生まれる前に祖父母が他界、小さい頃に両親を亡くし代わりに養ってくれた親戚の叔父さんも癌で亡くなった。

家族の愛を知る前に大切な人を失う経験をしてしまった僕に残されていたのは、保険で下ろされた有り余るばかりのお金と取り残されたたった一人の孤独感だけだった。


右も左も分からない僕に示された唯一の道標、それは学校だった。

叔父さんが亡くなる前に、僕をせめてもの一般社会に出してあげようと高校生までの手続きを全部してくれたのだ。

何も出来ない僕でも普通に学校を卒業し、ちゃんとした職に就けば何も不安がることのない一般的な社会人へと成り上がる。その未来があるだけで今あるこの虚しさは埋められる気がした。


学校は一言で言えば楽しかった。特にいつも話しかけてくる同じクラスの七海さんには僕と同じ趣味があって、いつもその話題が尽きなかった。


七海さんと初めて出会ったのは入学式。話かけられたのは孤独感を紛らわせるために日記を綴っていた時だった。
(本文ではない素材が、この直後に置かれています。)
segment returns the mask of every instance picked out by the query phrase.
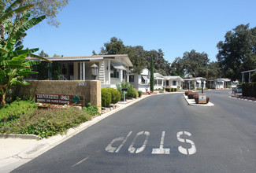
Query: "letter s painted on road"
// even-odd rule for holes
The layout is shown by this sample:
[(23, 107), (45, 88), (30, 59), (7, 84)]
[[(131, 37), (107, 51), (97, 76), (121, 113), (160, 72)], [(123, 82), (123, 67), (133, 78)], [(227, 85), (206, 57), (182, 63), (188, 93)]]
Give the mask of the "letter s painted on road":
[(196, 148), (195, 148), (194, 142), (192, 142), (190, 139), (180, 138), (180, 135), (183, 135), (183, 134), (187, 135), (187, 136), (191, 136), (191, 134), (187, 132), (187, 131), (179, 131), (177, 133), (177, 139), (178, 139), (178, 141), (181, 142), (190, 143), (191, 145), (191, 148), (185, 149), (185, 148), (184, 148), (182, 146), (179, 146), (179, 148), (178, 148), (179, 151), (181, 153), (185, 154), (185, 155), (195, 154), (196, 153)]

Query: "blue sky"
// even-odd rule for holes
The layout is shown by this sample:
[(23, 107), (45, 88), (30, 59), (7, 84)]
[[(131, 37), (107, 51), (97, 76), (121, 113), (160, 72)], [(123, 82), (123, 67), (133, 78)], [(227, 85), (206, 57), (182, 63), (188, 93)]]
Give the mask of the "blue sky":
[(256, 27), (255, 0), (69, 0), (58, 15), (28, 31), (24, 47), (49, 56), (91, 55), (115, 36), (125, 46), (161, 49), (170, 63), (186, 51), (216, 60), (217, 42), (241, 24)]

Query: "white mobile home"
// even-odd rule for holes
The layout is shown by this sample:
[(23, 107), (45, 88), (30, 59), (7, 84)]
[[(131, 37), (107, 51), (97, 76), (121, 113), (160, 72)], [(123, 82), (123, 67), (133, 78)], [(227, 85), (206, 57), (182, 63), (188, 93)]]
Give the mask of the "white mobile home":
[(140, 74), (132, 73), (129, 75), (129, 83), (134, 86), (137, 90), (143, 92), (150, 91), (150, 72), (145, 68)]
[[(47, 59), (60, 64), (61, 80), (94, 79), (91, 68), (95, 64), (98, 67), (98, 75), (95, 79), (102, 82), (102, 87), (115, 88), (117, 83), (128, 82), (128, 68), (132, 67), (127, 54), (54, 57)], [(50, 63), (49, 64), (51, 65)], [(50, 71), (48, 77), (50, 80), (52, 79)]]
[(182, 89), (182, 83), (184, 79), (178, 76), (165, 76), (165, 88), (180, 88)]

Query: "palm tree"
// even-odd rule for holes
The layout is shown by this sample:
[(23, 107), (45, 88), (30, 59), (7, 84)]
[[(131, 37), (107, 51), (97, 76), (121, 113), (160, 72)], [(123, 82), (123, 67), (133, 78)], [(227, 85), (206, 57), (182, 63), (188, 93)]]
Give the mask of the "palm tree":
[[(23, 5), (23, 0), (17, 0), (10, 4), (6, 9), (8, 0), (0, 0), (0, 95), (2, 95), (2, 105), (6, 105), (6, 95), (12, 86), (20, 84), (28, 85), (22, 79), (31, 74), (32, 65), (38, 64), (39, 61), (27, 61), (27, 57), (35, 57), (48, 61), (33, 53), (39, 50), (38, 48), (24, 50), (20, 45), (20, 39), (24, 37), (24, 32), (45, 19), (45, 16), (29, 19), (30, 13), (27, 12), (34, 5)], [(18, 8), (16, 8), (19, 6)], [(15, 9), (16, 8), (16, 9)], [(17, 17), (14, 22), (12, 18), (14, 14), (22, 14)], [(7, 38), (5, 39), (5, 35)]]

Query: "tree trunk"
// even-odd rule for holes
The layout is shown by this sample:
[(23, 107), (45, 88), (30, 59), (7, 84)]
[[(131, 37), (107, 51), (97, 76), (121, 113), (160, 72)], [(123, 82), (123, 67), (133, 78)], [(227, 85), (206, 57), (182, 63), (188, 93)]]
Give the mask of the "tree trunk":
[(6, 94), (1, 95), (1, 105), (6, 105)]
[(5, 26), (3, 24), (0, 24), (0, 35), (2, 41), (5, 41)]

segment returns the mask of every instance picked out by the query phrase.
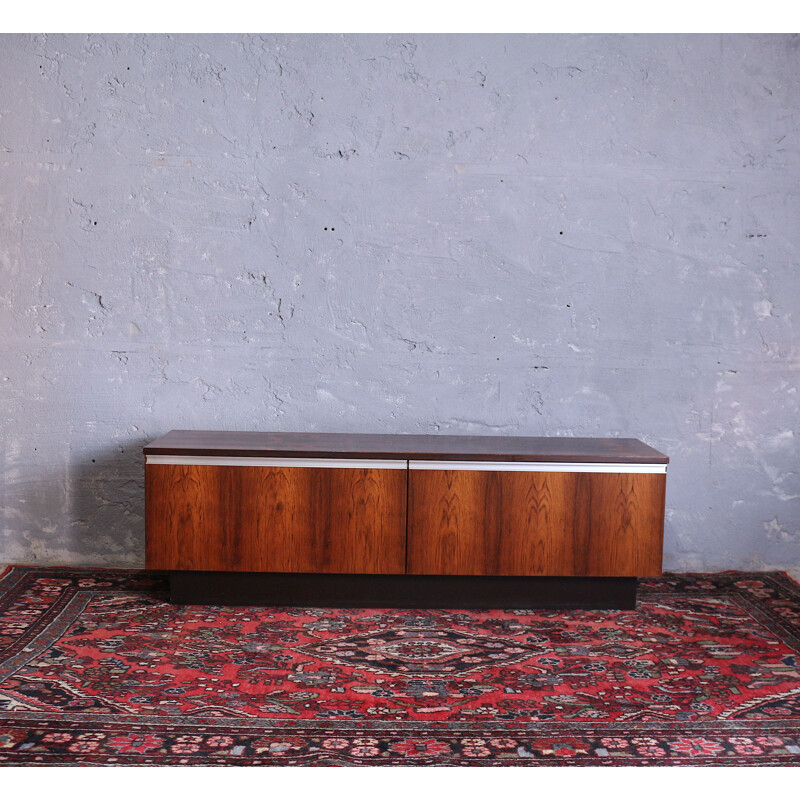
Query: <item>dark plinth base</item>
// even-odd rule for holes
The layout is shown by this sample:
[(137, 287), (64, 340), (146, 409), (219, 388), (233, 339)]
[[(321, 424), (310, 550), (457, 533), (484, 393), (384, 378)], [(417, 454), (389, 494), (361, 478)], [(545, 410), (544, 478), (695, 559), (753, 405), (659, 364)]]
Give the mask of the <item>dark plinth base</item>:
[(323, 608), (636, 607), (636, 578), (171, 572), (173, 603)]

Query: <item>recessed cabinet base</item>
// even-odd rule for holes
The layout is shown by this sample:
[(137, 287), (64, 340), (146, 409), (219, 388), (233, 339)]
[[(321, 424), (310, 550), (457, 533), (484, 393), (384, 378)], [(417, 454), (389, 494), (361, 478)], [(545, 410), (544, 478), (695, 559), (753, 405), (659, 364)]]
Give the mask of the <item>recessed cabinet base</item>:
[(636, 578), (177, 571), (170, 573), (170, 600), (314, 608), (631, 609), (636, 583)]

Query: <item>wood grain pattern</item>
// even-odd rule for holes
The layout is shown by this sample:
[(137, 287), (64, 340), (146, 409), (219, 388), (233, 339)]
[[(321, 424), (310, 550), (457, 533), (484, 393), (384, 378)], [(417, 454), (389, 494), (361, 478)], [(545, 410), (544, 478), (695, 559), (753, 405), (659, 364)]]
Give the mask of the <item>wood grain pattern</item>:
[(406, 472), (145, 467), (148, 569), (402, 573)]
[(268, 431), (170, 431), (146, 455), (396, 458), (451, 461), (562, 461), (666, 464), (638, 439), (445, 436)]
[(664, 475), (412, 470), (407, 571), (659, 575), (665, 482)]

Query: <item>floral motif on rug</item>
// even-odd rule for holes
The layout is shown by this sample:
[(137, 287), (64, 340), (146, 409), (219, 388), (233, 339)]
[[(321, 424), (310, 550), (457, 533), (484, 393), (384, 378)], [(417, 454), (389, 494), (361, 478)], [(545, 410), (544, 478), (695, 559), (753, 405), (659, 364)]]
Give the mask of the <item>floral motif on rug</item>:
[(800, 587), (632, 611), (176, 606), (135, 570), (0, 577), (0, 763), (800, 764)]

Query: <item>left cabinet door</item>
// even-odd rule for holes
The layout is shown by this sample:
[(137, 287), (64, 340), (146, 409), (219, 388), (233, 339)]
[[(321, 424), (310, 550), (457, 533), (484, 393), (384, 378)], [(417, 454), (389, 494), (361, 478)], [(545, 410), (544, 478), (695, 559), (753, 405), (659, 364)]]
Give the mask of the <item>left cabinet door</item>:
[(147, 567), (402, 573), (406, 474), (405, 462), (147, 464)]

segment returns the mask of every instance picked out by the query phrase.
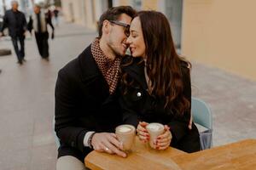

彼女の趣味は昔から小説を書く事だったらしく、宿題をやっている風を装って日記を書いていた僕を見つけその内容に目を引かれたそうで。彼女は自分の主観だけを書いている僕とは違って文芸系の純文学、情景や自然を混ぜ容れた客観的文章を書くのが得意だった。

以来僕たちは高校生に似つかわしくもない小説という変わった趣味同士不思議な関係を持ち、お互いに興味を惹かれていくこととなる。


もしかしたらその時の僕はとても心が満たされていたのかもしれない、不幸な事を真正面から受け止めて歩み進めていく勇気が身についていたのかもしれない。少なくとも、消極的な僕がその後七海さんに告白をするくらいには恋心を感じていたんだと思う。


誰もいない放課後の教室で告白して、恥ずかしながらも真正面な気持ちで好きだと伝えた。

七海さんの()()()()()僕の告白は成功し、無事付き合うことになったらしい。

好きな子と付き合えるなんて本当に僕は幸せ者だ。


その後の不運が僕を襲わなければ、本当に幸せな青春を歩んでいたのだろう。




──僕はその帰りの日に軽自動車に跳ねられた。


きっと恋が成就して浮かれていたんだろう。信号のない道路を横断しようとしていた七海さんを押し退けて代わりに轢かれた、なんとも僕らしくもない積極的な行動だ。

とっさにブレーキを踏んでくれた運転手のおかげで潰されることなくフロントに持ち上げられた僕だったが、そこから落ちる時に頭部を強打してしまったらしい。


──目が覚めると真っ白な天井を見上げていて、首を傾けると隣には女の子が座っていた。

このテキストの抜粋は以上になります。